Question: {question}
"""
prompt = ChatPromptTemplate.from_template(template)

ollama_llm = "llama3.2"
model_local = ChatOllama(model=ollama_llm)

chain = (
    {"context": retriever, "question": RunnablePassthrough()}
    | prompt
    | model_local
    | StrOutputParser()
)


## 2. Preguntas

In [17]:
chain.invoke("What would you do if you would like to progress in your data science career?")

"Based on the context, it seems that Dr. Varshita Sher is a popular writer and expert in data science and generative AI. Given her credentials as an Oxford Alumni and a 2x Top writer on Medium, she appears to be knowledgeable about best practices for advancing in a data science career.\n\nHowever, there is no direct answer to the question provided in the context. Nevertheless, I can infer some potential steps one might consider taking to progress in their data science career:\n\n1. Build relevant skills: Stay up-to-date with industry trends and develop expertise in specific areas of data science.\n2. Network: Connect with professionals in your desired field, attend conferences or workshops, and participate in online communities.\n3. Stay curious: Continuously learn and expand your knowledge by reading books, articles, and attending online courses.\n4. Gain practical experience: Apply theoretical concepts to real-world problems, either through personal projects or collaborations.\n5. Pu

In [18]:
chain.invoke("Would you insult your boss if you wanted to improve in your data science career?")

'No, the context does not suggest that insulting your boss would be an effective way to improve your data science career. In fact, the text mentions "stakeholder-managing" and "strategy-setting," which implies a more collaborative and professional approach. The tone of the article is also informative and supportive, suggesting that Dr. Varshita Sher\'s goal is to help readers develop business skills for success in their careers, rather than offering advice on how to insult or manipulate others.'

In [19]:
chain.invoke("Is it a good idea to be a good a communication?")

'Yes, according to the context, it is a good idea to have good communication skills. The passage states that "soft communication skills — useful for managing teams, data storytelling, and cross-team collaboration — come naturally to them" (likely referring to those who are lucky enough to possess these skills), but also acknowledges that "For the rest, there’s hope! With practice, achieving any skill is possible." This implies that having good communication skills can be beneficial in a leadership role as a data scientist, and that it\'s never too late to develop them with practice.'

## 3. Creación GUI

In [20]:
def search_chroma(query, top_k):
    try:   
        results = vector_store.similarity_search(query, k=top_k)
        return chain.invoke(query)
    except Exception as e:
        return f"Error: {e}"

In [21]:
import gradio as gr
with gr.Blocks() as demo:
    gr.Markdown("### Chroma Database Search")
    
    with gr.Row():
        query_input = gr.Textbox(label="Enter Your Query", placeholder="Type your question here...")
        top_k_input = gr.Slider(1, 10, step=1, value=5, label="Number of Results")
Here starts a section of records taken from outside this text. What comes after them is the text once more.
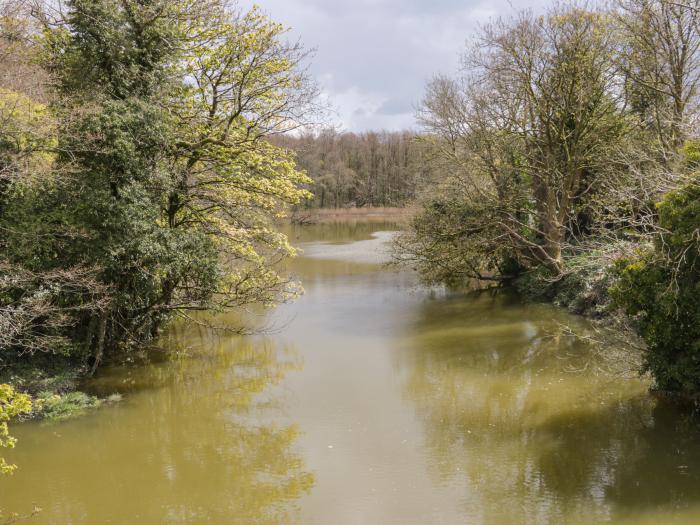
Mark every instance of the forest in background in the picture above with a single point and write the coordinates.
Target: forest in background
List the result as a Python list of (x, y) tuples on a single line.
[(148, 147), (371, 169), (570, 169)]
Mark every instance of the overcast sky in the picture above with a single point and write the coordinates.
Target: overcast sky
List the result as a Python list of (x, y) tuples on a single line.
[(373, 57)]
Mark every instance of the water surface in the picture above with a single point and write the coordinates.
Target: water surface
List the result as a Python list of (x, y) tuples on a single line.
[(370, 400)]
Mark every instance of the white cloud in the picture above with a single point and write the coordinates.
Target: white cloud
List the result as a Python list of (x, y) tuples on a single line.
[(374, 56)]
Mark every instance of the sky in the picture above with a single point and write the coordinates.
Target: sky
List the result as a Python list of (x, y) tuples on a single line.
[(373, 57)]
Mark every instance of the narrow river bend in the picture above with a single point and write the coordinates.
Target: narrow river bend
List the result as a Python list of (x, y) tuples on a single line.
[(370, 400)]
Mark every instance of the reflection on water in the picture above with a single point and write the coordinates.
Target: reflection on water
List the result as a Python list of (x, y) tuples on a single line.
[(380, 401), (198, 440)]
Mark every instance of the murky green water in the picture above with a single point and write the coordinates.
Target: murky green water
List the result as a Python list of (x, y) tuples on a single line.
[(371, 400)]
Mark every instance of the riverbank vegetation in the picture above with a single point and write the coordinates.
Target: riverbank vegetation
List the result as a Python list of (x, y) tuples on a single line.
[(568, 144), (138, 179)]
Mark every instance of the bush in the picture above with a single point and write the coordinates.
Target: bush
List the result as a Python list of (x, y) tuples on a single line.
[(660, 287)]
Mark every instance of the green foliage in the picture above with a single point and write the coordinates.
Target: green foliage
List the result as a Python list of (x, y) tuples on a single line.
[(12, 404), (661, 288), (52, 406), (156, 187)]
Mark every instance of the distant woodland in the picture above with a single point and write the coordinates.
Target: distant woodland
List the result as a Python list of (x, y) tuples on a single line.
[(361, 169)]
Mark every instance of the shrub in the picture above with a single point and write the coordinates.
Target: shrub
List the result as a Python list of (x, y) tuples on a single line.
[(660, 287)]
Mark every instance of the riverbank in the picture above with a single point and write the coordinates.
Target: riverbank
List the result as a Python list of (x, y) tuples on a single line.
[(367, 213), (53, 384)]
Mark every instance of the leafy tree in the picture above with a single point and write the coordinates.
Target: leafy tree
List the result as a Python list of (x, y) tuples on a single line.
[(661, 288), (159, 185), (12, 404)]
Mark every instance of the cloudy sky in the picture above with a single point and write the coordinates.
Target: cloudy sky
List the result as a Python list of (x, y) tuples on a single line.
[(373, 57)]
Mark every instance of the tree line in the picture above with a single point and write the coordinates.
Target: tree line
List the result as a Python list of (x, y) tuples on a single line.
[(361, 169), (138, 181), (568, 152)]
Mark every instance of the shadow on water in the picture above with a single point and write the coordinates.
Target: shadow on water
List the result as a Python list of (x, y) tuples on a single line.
[(511, 411), (199, 438)]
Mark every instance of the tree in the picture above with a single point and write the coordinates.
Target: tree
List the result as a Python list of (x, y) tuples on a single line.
[(160, 186), (660, 287), (12, 404)]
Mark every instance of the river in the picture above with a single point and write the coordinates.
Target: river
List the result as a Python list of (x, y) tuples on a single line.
[(370, 400)]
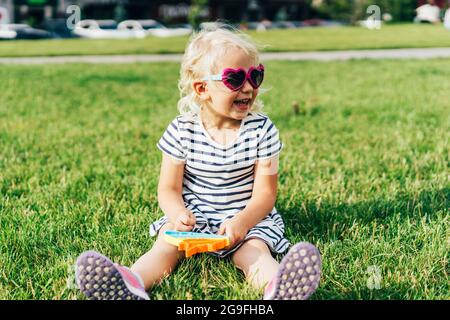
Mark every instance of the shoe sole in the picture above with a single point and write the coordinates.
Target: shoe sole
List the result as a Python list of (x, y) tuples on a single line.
[(99, 279), (299, 273)]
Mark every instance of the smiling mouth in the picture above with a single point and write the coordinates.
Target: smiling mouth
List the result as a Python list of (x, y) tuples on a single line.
[(242, 103)]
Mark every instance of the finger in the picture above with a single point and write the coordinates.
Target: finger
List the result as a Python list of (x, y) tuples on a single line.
[(183, 219), (183, 227), (191, 220), (221, 230)]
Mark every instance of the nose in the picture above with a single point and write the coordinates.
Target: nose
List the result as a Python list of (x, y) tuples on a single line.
[(247, 87)]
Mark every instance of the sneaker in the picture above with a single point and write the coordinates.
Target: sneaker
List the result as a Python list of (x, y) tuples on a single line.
[(298, 275), (101, 279)]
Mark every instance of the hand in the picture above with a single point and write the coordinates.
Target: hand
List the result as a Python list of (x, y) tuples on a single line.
[(185, 221), (234, 229)]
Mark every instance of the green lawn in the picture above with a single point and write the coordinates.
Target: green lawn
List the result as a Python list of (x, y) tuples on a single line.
[(364, 175), (309, 39)]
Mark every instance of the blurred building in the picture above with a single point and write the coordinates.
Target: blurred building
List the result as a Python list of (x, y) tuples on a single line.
[(169, 11)]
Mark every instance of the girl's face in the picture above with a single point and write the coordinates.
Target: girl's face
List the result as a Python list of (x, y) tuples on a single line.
[(222, 101)]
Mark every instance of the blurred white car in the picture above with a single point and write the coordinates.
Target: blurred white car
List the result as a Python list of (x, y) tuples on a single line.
[(6, 33), (93, 29), (156, 29)]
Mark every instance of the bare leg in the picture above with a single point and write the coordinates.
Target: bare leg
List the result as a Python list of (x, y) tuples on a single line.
[(255, 260), (159, 262)]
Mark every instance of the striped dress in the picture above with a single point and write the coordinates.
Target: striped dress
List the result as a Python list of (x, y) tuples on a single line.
[(218, 179)]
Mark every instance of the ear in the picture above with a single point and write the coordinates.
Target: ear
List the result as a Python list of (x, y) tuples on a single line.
[(201, 90)]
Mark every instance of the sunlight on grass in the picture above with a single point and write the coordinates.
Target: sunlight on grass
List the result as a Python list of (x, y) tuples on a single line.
[(305, 39), (364, 174)]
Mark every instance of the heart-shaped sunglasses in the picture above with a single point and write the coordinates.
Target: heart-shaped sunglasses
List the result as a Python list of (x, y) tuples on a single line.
[(235, 79)]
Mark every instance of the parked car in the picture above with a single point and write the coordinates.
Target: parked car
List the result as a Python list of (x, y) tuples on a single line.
[(106, 29), (58, 28), (6, 33), (157, 29)]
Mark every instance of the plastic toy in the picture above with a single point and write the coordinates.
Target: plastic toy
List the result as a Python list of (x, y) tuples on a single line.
[(196, 242)]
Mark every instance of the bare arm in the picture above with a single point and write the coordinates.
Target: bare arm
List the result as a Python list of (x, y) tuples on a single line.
[(260, 204), (264, 193), (170, 198)]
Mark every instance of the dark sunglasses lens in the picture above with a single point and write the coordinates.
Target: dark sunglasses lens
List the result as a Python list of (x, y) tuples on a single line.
[(257, 76), (235, 79)]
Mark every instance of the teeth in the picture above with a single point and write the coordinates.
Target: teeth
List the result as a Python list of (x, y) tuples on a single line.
[(242, 101)]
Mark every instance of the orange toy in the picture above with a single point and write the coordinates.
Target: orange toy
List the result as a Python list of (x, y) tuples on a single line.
[(196, 242)]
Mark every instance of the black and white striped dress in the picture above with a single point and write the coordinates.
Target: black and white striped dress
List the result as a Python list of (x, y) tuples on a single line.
[(218, 179)]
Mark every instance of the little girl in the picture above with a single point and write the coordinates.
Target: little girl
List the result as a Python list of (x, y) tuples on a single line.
[(218, 176)]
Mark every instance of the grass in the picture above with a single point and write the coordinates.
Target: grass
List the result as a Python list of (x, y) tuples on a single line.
[(308, 39), (364, 175)]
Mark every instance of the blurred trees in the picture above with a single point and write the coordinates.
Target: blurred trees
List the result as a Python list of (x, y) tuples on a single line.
[(354, 10)]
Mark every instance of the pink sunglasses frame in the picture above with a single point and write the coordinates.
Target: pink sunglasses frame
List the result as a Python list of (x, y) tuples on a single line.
[(223, 77)]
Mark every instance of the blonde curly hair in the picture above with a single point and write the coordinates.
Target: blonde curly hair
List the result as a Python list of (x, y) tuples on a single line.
[(203, 50)]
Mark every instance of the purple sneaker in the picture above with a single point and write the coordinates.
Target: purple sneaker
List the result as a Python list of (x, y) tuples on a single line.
[(101, 279), (298, 275)]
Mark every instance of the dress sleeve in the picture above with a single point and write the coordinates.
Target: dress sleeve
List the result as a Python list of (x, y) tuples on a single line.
[(170, 142), (270, 144)]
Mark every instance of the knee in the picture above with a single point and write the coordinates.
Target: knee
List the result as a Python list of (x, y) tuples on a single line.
[(162, 245), (249, 253)]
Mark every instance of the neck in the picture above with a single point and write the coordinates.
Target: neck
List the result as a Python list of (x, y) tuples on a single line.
[(211, 119)]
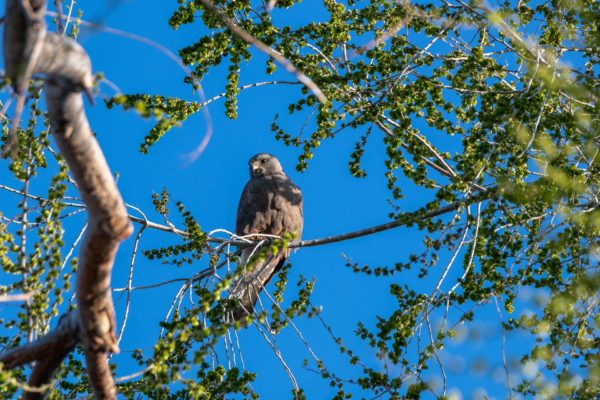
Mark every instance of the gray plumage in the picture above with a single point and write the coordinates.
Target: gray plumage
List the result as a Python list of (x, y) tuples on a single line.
[(270, 204)]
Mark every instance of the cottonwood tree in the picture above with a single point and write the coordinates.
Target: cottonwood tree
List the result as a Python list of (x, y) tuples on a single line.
[(491, 110)]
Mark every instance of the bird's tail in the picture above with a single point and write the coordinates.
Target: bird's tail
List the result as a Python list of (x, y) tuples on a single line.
[(248, 286)]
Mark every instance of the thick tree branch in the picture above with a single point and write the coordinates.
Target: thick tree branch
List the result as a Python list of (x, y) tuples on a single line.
[(68, 71)]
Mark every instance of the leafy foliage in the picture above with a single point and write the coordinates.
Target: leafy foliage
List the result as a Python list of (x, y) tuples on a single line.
[(468, 110)]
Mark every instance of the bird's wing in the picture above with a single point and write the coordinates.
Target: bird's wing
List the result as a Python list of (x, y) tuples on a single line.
[(270, 205)]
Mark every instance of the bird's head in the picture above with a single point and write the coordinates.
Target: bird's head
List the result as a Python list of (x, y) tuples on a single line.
[(264, 164)]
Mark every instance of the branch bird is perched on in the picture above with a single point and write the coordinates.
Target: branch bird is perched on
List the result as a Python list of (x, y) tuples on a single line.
[(270, 204)]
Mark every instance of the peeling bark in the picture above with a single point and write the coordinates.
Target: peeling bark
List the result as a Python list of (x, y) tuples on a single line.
[(29, 49)]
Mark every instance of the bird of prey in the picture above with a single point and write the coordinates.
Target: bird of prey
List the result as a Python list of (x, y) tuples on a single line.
[(270, 204)]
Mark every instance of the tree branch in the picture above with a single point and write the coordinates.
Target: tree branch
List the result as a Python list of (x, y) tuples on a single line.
[(68, 73)]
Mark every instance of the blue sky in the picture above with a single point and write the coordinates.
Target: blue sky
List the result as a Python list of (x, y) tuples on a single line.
[(334, 202)]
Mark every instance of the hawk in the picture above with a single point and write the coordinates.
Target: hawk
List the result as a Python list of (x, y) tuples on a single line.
[(270, 204)]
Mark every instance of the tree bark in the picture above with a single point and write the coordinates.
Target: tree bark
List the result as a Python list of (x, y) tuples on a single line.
[(29, 49)]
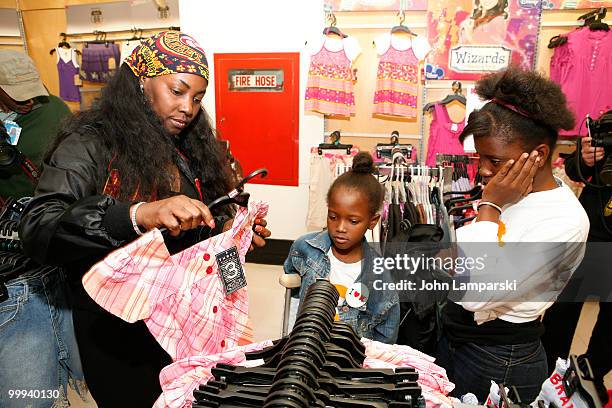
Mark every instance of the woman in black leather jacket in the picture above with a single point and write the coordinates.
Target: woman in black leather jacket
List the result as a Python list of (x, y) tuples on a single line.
[(144, 157)]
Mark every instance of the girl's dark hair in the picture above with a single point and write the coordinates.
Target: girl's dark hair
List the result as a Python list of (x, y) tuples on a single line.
[(360, 178), (541, 105), (132, 136)]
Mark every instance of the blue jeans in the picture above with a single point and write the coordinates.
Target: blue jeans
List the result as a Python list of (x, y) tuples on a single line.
[(39, 356), (472, 367)]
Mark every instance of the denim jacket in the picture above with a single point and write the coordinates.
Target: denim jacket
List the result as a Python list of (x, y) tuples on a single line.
[(379, 319)]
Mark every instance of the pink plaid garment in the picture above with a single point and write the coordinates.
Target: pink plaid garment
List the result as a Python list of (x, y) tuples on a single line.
[(179, 379), (180, 297)]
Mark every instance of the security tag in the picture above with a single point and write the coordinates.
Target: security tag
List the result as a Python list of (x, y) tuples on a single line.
[(14, 131), (230, 270), (357, 295)]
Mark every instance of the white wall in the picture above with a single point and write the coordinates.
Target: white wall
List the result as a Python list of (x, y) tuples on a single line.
[(120, 16), (264, 26)]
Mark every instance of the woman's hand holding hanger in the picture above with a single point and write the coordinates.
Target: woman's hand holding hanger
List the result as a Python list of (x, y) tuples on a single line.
[(260, 235)]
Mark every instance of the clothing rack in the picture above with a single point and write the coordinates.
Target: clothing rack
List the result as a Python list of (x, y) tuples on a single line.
[(133, 30)]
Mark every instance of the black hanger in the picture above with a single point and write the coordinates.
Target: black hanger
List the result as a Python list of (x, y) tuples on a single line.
[(136, 34), (100, 39), (332, 29), (455, 96), (335, 144), (401, 28), (236, 196)]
    search_button = gr.Button("Search")
    output_box = gr.Textbox(label="Search Results", lines=15)

    # Bind the function to the Gradio UI
    search_button.click(fn=search_chroma, inputs=[query_input, top_k_input], outputs=output_box)

# Launch the App
demo.launch()

* Running on local URL:  http://127.0.0.1:7860

To create a public link, set `share=True` in `launch()`.